For a short one-line introduction to the subject: concurrent programming concerns the simultaneous execution of multiple interacting computational tasks. O'Reilly recently pointed out that as the processor speeds remain stable, but the number of processors inside a computer continue to increase. In 5-10 years, having a computer with 50-100 processors will probably not be unusual. The real question is: how do you take advantage of all those processors?
I think many consumers assume that all these extra processors in their computers are being leveraged. I would say they are most likely assuming incorrectly, or at least, they are being leveraged inefficiently. Concurrent programming languages (such as Haskell) allow multiple processors to execute tasks simultaneously, and coordinate tasks between them. Now that's some sexy programming.

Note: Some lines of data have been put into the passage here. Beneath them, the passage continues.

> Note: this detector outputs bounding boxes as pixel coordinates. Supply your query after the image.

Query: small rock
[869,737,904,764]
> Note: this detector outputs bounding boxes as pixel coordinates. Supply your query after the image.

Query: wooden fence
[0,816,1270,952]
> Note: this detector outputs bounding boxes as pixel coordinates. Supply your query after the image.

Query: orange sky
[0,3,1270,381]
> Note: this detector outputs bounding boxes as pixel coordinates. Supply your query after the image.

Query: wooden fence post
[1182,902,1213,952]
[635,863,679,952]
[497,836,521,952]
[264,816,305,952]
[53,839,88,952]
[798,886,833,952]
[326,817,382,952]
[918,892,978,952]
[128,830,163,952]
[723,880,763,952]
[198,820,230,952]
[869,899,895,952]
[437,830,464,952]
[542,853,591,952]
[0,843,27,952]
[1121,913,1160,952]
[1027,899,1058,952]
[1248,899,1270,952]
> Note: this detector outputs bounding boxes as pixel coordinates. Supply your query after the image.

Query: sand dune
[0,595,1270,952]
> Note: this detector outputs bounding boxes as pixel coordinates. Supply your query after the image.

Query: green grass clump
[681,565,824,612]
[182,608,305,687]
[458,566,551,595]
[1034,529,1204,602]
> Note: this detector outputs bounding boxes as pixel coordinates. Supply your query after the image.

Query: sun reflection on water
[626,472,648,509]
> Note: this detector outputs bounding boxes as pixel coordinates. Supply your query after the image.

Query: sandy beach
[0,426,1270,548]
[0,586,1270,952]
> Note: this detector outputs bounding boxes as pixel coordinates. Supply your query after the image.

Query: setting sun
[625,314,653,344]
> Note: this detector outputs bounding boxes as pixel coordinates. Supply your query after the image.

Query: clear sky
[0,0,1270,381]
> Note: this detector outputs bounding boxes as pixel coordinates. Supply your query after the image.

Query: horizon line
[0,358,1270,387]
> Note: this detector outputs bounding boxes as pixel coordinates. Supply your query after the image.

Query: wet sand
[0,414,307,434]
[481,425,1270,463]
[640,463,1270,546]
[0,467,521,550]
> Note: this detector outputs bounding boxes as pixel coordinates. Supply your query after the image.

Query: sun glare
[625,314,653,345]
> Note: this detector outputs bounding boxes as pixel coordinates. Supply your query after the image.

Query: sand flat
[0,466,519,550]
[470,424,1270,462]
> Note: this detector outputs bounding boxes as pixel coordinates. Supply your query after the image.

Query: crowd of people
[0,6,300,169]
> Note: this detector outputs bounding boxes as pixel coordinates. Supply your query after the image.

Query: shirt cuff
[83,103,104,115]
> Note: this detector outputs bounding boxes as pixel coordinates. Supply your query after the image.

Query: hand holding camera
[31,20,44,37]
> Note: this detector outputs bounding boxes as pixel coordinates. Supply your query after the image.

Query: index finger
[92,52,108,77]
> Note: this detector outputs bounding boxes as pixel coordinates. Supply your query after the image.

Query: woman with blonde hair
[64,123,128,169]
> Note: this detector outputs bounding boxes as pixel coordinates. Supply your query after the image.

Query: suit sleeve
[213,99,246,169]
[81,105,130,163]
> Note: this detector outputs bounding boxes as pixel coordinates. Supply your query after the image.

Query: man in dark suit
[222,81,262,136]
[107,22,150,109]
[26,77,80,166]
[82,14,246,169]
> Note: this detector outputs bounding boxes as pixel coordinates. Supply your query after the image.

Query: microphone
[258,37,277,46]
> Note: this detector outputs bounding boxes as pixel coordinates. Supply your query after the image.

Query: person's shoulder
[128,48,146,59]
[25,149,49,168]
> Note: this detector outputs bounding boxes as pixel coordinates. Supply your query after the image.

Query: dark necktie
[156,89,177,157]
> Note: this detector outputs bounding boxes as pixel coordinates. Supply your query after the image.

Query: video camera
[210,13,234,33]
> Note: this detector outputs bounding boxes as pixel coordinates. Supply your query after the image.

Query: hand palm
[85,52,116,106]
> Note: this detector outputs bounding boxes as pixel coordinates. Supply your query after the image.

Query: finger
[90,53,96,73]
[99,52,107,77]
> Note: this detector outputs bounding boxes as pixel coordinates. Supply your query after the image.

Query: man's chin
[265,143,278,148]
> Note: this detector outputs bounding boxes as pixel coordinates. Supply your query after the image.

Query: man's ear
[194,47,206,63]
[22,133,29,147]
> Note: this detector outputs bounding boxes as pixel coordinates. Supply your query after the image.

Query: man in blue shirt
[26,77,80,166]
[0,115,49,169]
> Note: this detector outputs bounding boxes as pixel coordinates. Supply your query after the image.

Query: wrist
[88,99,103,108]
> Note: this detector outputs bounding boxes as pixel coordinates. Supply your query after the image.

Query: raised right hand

It can also make good financial sense to move into this area of programming. In O'Reilly's article, "The Faint Signals of Concurrency", utilizing an 8 CPU machine for processing data is much cheaper than buying a cluster of 8 machines for processing data.
Haskell is already a "hip" programming language (stop laughing). Among nerds, it is the cool language that wears its sunglasses at night, listens to jazz, and can recite quotes from famous philosophers. I would say that this is a bleeding edge language, and really needs more investigation by me.